Speaking at a forum in the Kenyan capital of Nairobi, the scientists acknowledged Africa’s growing hunger crisis, stressing that a durable solution hinged on transiting to climate-smart food production methods.
Yan Zhuang, the director of the International Cooperation Program at the Chinese Academy of Sciences, said combating the climate crisis and other ecological threats in Africa will place the continent on a path to long-term food security, adding that greater South-South cooperation is imperative to boost climate response in Africa and hasten the realization of UN 2030 Sustainable Development Goal 2 on eradicating hunger in the continent.
About 100 Chinese and African scientists are attending the third conference on climate, ecosystems, and livelihoods taking place in Nairobi to discuss innovative ways to enhance food and nutrition security in Africa.
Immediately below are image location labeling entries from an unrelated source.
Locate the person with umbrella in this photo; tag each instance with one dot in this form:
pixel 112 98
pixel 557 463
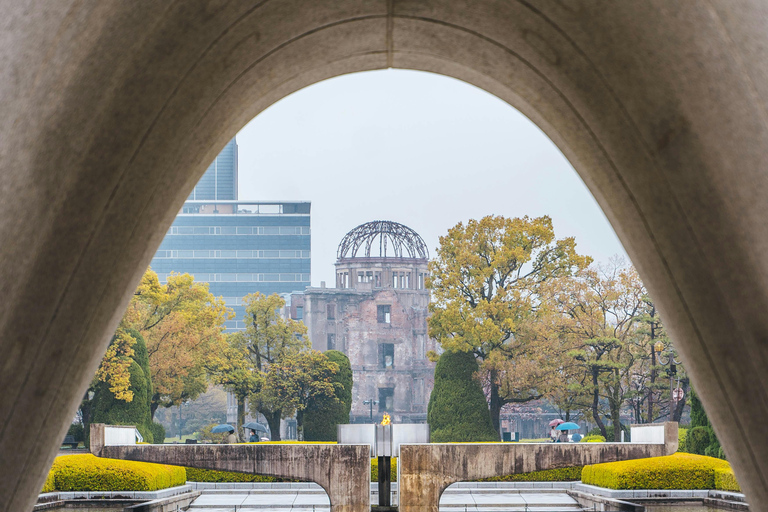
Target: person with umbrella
pixel 553 431
pixel 225 427
pixel 564 428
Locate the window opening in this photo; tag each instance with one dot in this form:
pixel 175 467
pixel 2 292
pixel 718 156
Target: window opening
pixel 386 399
pixel 387 355
pixel 383 312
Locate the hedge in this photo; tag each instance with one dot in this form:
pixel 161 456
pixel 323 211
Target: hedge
pixel 211 475
pixel 375 470
pixel 571 474
pixel 725 480
pixel 678 471
pixel 86 472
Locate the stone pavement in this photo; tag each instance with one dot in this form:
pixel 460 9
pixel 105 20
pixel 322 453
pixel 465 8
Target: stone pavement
pixel 470 497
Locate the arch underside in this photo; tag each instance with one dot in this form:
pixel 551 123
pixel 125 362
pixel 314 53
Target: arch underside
pixel 112 111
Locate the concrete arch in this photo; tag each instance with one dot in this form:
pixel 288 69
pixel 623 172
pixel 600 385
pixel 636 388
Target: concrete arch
pixel 112 111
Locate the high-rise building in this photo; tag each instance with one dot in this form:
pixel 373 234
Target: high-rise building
pixel 238 246
pixel 220 179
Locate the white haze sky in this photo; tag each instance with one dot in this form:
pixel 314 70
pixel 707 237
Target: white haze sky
pixel 416 148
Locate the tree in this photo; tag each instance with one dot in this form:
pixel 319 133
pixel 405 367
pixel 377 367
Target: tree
pixel 457 410
pixel 267 339
pixel 132 406
pixel 234 369
pixel 298 379
pixel 183 324
pixel 486 282
pixel 603 307
pixel 323 414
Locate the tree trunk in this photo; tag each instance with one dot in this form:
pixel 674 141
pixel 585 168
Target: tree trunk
pixel 240 415
pixel 273 420
pixel 495 405
pixel 153 406
pixel 677 413
pixel 299 425
pixel 615 405
pixel 595 406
Convened by the United Nations Environment Programme-International Ecosystem Management Program (UNEP-IEMP), a joint venture between the UNEP and the Chinese Academy of Sciences, the two-day forum will also discuss environmental sustainability as a building block for Africa’s ability to feed its citizens in the future.
Aggie Konde, vice president of Program Innovation & Deliver at the Nairobi-based Alliance for Green Revolution in Africa (AGRA), said there was an urgency to climate-proof agricultural systems in the continent, regenerate soil and boost crop yield at the smallholder level. Konde noted that 20 percent of Africa’s population, or 282 million people, are food insecure and undernourished, and stressed that scaling up climate adaptation finance and habitat restoration would be key to sustainable food production.
Speedy action on the triple planetary crises of climate change, biodiversity loss, and pollution will be a prerequisite to strengthening the resilience of Africa’s food systems, said Susan Gardner, the director of the UNEP’s Ecosystems Division.
According to Gardner, greater uptake of nature-positive farming methods will not only guarantee food security in Africa but also hasten the continent’s transition to a greener and more resilient future.
Clemens Breisinger, Kenya country program leader and senior research fellow at the Washington DC-based International Food Policy Research Institute (IFPRI), said establishing resilient agri-food systems in Africa in the face of climate change, pandemic disruptions, and conflicts should be anchored on policy reforms, improved governance and building the capacity of smallholder farmers.